> For the complete documentation index, see [llms.txt](https://docs.cortexlabs.com/llms.txt). Markdown versions of documentation pages are available by appending `.md` to page URLs; this page is available as [Markdown](https://docs.cortexlabs.com/workloads/async/containers.md).

# Containers

## Handling requests

In order to handle requests to your Async API, one of your containers must run a web server which is listening for HTTP requests on the port which is configured in the `pod.port` field of your [API configuration](/workloads/async/configuration.md) (default: 8080).

Requests will be sent to your web server via HTTP POST requests to the root path (`/`) as they are pulled off of the queue. The payload and the content type header of the HTTP request to your web server will match those of the original request to your Async API. In addition, the request's ID will be passed in via the "X-Cortex-Request-ID" header.

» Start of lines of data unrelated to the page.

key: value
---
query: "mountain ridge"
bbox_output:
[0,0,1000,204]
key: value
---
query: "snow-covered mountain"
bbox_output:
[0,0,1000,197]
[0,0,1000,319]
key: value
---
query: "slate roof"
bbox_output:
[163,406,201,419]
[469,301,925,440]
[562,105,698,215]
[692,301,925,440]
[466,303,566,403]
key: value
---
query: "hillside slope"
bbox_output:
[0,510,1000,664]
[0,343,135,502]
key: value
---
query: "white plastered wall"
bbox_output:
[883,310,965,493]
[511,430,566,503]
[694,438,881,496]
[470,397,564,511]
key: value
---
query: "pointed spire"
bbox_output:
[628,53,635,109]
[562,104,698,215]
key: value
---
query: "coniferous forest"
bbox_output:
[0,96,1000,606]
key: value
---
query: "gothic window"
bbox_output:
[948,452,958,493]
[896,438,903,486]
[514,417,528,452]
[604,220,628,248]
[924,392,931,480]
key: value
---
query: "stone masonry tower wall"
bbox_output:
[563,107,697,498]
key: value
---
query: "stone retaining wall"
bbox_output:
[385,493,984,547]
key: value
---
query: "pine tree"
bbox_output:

Your web server must respond with valid JSON (with the `Content-Type` header set to "application/json"). The response will remain queryable for 7 days.

## Readiness checks

It is often important to implement a readiness check for your API. By default, as soon as your web server has bound to the port, it will start receiving traffic. In some cases, the web server may start listening on the port before its workers are ready to handle traffic (e.g. `tiangolo/uvicorn-gunicorn-fastapi` behaves this way). Readiness checks ensure that traffic is not sent into your web server before it's ready to handle them.

There are two types of readiness checks which are supported: `http_get` and `tcp_socket` (see [API configuration](/workloads/async/configuration.md) for usage instructions). A simple and often effective approach is to add a route to your web server (e.g. `/healthz`) which responds with status code 200, and configure your readiness probe accordingly:

```yaml
readiness_probe:
  http_get:
    port: 8080
    path: /healthz
```

## Multiple containers

Your API pod can contain multiple containers, only one of which can be listening for requests on the target port (it can be any of the containers).

The `/mnt` directory is mounted to each container's filesystem, and is shared across all containers.

## Resource requests

Each container in the pod requests its own amount of CPU, memory, GPU, and Inferentia resources. In addition, Cortex's dequeuer sidecar container (which is automatically added to the pod) requests 100m CPU and 100Mi memory.

## Observability

See docs for [logging](/clusters/observability/logging.md), [metrics](/clusters/observability/metrics.md), and [alerting](/clusters/observability/metrics.md).

## Using the Cortex CLI or client

It is possible to use the Cortex CLI or client to interact with your cluster's APIs from within your API containers. All containers will have a CLI configuration file present at `/cortex/client/cli.yaml`, which is configured to connect to the cluster. In addition, the `CORTEX_CLI_CONFIG_DIR` environment variable is set to `/cortex/client` by default. Therefore, no additional configuration is required to use the CLI or Python client (which can be instantiated via `cortex.client()`).

Note: your Cortex CLI or client must match the version of your cluster (available in the `CORTEX_VERSION` environment variable).

## Chaining APIs

It is possible to submit requests to Async APIs from any Cortex API within a Cortex cluster. Requests can be made to `http://ingressgateway-apis.istio-system.svc.cluster.local/<api_name>`, where `<api_name>` is the name of the Async API you are making a request to.

For example, if there is an Async API named `hello-world` running in the cluster, you can make a request to it from a different API in Python by using:

```python
import requests

# make a request to an Async API
response = requests.post(
    "http://ingressgateway-apis.istio-system.svc.cluster.local/hello-world",
    json={"text": "hello world"},
)

# retreive a result from an Async API
response = requests.get("http://ingressgateway-apis.istio-system.svc.cluster.local/hello-world/<id>")
```

To make requests from your Async API to a Realtime, Batch, or Task API running within the cluster, see the "Chaining APIs" docs associated with the target workload type.